Even on my short journey, the auto-rickshaw goes past quite a few rubbish dumps. They’re generally on a street corner, or a plot of empty land. Not really official dumps, but just a place used by the people who live and work in the area as a place to put their garbage. There are almost always rag pickers there too, sifting through the rubbish to find anything that has a value or that can be recycled.
This morning I saw a young lad, around 7 years old, with the typical rag picker’s white sack over his shoulder. Even though it was only half full, it looked much too large for such a small boy. While carrying his sack, he was also playing with an old tyre and a stick, wheeling it along the road in the way that a child in a Victorian etching might be “trundling a hoop“.
Photo: Wikimedia Commons
I see little street kids every day, and often they’re playing — tyres are very popular, and usually they’re chasing one down the road at high speed with a big grin on their face. Flying a small diamond-shaped paper kite is another favourite.

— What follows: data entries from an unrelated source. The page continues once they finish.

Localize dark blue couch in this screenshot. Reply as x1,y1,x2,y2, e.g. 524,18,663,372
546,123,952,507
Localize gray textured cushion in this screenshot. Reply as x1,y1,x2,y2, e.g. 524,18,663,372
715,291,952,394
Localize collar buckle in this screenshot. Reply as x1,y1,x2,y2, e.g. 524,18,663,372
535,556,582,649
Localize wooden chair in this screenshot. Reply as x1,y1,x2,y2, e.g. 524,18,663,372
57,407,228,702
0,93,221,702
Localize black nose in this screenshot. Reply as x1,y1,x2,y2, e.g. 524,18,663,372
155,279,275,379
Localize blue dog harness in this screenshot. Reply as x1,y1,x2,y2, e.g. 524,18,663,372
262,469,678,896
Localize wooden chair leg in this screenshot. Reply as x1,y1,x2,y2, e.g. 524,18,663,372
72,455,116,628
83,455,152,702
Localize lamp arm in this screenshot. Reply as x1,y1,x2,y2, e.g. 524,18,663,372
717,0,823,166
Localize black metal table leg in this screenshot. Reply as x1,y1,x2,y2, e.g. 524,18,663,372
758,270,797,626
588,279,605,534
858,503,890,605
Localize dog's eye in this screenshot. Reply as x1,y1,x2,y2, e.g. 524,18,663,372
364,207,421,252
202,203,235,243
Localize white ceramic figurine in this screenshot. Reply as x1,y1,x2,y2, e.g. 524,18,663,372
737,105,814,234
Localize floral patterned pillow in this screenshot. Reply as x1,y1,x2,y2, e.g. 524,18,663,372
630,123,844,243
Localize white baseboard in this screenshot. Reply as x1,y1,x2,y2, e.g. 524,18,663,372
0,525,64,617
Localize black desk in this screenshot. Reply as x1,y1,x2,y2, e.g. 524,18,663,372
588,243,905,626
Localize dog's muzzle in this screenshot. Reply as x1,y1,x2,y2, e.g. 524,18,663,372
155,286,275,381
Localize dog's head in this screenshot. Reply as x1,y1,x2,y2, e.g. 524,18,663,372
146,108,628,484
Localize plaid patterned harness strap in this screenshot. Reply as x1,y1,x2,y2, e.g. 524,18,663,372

I also see older kids working every day, whether they’re selling street food from a stall, helping their dhobi-wala father with the ironing, or even working on a construction site. (Child labour is illegal in India, but still widespread.) And the ubiquitous poverty in India is something I’ve written about many times, and by now I should be getting used to seeing it every day.
But there was something about seeing this little boy, playing happily enough but nevertheless scraping a living from piles of rubbish in the street, that was just absolutely heart-breaking.
I spent the rest of the journey stupefied, with a huge lump in my throat.